The project has created a sophisticated, biologically-inspired model of sensory fusion, for tactile and visual senses. Perhaps the greatest achievement of the project is the creation of a framework which allows extensive experimentation in terms of sensory integration. The project’s work can easily be extended into other sensory modalities; for example the project partners are currently planning to extend the work to auditory senses. The hardware implementation(s) of the model, which allow for extremely rapid learning as compared to biological timescales, will be exploited in follow-up projects.
“Using these systems we were able to show that the merging of tactile and visual information, or sensory fusion, improved overall performance,” says Professor McGinnity. The ultimate outcome of this type of research is to implement perception capabilities in computer systems, with applications in a wide range of areas including robotics.
But a greater understanding of biological sensory fusion, and how to implement it in artificial systems, could do potentially much more.
“This type of research teaches us a lot about how biological systems work, and it could lead to new ways of treating people with sensory-related disabilities, though that kind of outcome will take a long time,” says Professor McGinnity.
He says intelligent systems need to adapt to their environment without reprogramming; they need to be able to react autonomously in a manner that humans would describe as intelligent; for that they need a perception system that enables them to be aware of their surroundings.

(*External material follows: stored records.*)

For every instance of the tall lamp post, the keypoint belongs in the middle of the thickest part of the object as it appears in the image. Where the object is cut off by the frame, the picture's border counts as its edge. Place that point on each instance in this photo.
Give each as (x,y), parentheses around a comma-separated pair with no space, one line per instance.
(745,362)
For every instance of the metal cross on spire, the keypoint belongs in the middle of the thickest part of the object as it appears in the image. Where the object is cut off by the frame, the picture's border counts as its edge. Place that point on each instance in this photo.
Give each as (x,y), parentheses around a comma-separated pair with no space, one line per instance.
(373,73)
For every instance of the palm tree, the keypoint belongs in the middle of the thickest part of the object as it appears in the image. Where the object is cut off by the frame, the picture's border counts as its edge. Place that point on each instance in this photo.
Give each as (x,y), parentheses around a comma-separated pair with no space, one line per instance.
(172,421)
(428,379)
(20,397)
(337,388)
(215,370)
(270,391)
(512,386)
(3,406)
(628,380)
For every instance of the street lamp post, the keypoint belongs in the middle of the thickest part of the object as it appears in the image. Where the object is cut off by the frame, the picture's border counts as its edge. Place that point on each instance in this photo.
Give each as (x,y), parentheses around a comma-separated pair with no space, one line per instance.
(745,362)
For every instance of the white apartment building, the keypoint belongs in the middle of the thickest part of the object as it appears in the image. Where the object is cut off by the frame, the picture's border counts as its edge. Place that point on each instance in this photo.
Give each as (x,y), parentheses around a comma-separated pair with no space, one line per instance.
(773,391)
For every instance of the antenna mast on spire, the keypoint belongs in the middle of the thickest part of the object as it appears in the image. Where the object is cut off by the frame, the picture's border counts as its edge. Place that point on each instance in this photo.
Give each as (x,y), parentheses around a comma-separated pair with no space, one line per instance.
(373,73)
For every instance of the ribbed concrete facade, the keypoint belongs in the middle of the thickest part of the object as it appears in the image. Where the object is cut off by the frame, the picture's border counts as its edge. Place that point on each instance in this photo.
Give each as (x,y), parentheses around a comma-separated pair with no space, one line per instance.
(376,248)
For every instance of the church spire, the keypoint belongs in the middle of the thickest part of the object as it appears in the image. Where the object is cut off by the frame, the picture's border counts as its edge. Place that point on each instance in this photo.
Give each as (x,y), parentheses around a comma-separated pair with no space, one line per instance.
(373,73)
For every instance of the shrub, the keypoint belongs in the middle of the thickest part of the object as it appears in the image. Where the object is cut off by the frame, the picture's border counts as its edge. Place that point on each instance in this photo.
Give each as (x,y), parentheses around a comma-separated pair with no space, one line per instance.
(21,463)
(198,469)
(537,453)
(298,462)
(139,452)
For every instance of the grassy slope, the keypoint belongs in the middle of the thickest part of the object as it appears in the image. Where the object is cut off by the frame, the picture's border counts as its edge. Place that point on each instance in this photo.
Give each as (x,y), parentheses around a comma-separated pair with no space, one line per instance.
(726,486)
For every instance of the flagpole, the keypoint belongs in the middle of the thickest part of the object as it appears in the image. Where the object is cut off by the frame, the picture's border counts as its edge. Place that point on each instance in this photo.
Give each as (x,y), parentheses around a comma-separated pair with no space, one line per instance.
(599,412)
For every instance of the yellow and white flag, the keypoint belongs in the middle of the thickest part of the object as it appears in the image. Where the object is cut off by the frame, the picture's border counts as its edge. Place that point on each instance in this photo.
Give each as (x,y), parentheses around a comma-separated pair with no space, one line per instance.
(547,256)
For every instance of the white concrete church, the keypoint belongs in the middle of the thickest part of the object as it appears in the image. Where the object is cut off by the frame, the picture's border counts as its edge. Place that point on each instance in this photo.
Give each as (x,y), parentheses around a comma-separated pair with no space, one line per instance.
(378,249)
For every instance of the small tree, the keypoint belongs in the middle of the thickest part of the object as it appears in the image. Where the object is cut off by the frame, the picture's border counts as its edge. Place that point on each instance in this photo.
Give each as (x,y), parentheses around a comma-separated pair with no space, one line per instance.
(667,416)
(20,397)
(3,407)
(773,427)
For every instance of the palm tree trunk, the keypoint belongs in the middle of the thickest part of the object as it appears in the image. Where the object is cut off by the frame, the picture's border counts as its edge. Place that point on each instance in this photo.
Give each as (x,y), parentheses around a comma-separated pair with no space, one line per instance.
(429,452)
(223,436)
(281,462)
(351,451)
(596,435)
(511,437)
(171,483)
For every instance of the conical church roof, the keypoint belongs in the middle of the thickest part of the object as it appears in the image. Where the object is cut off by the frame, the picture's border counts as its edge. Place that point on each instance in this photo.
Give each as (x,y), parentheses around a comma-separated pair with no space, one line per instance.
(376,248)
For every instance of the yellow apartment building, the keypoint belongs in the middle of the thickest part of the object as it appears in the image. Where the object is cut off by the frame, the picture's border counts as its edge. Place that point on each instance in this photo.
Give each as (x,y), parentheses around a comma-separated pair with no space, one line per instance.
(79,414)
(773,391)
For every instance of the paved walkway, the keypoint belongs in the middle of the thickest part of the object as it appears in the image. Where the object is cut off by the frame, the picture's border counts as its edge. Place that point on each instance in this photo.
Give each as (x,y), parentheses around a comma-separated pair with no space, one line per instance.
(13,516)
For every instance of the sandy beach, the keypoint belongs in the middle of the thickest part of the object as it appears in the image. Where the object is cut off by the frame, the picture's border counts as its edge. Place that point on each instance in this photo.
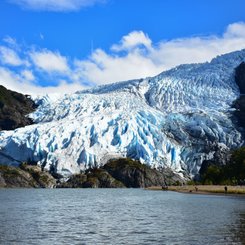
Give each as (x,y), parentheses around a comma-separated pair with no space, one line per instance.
(204,189)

Two other projects will carry aspects of their work further. The FACETS project, also funded by FET will continue to explore machine perception, focusing on vision. Meanwhile ISEL at Magee Campus is actively engaged in a major proposal to create a Centre of Excellence in Intelligent Systems. The Centre will progress a range of research problems related to the creation of intelligent systems, including sensory fusion, learning, adaptation, self-organisation, the implementation of large-scale biological neural sub-systems in hardware and distributed computational intelligence.
The SENSEMAKER project is an excellent example of the integration of a multidisciplinary team, combining basic science with very advanced engineering. Projects involving multidisciplinary teams are challenging, but when they work well can be extremely rewarding. Each discipline brings its own particular expertise, experimental approach, technical language, viewpoint, and problem solving technique to the discussions. This rich mix of knowledge and methodologies allows for exhilarating technical discussions and leads to approaches being adopted that would not otherwise have been considered.
In the case of SENSEMAKER, this was certainly the case – as well as the concrete technical benefits, the project has brought to the team’s biologists and neuroscientists a greater knowledge and understanding of the engineering approach to problem solving and system design; conversely the engineers on the team benefited from a vastly improved insight into the world of biological system modelling. Overall the project has contributed to an improved understanding of how biological systems merge multimodal sensory information. This is one of the most difficult problems in science today; the results of the SENSEMAKER project are being disseminated in high quality international journals, reflecting the fact that the research performed in this project is at the state-of-the-art. Both biological and neurological science on the one hand, and machine intelligence and computer science on the other have benefited from its successful conclusion.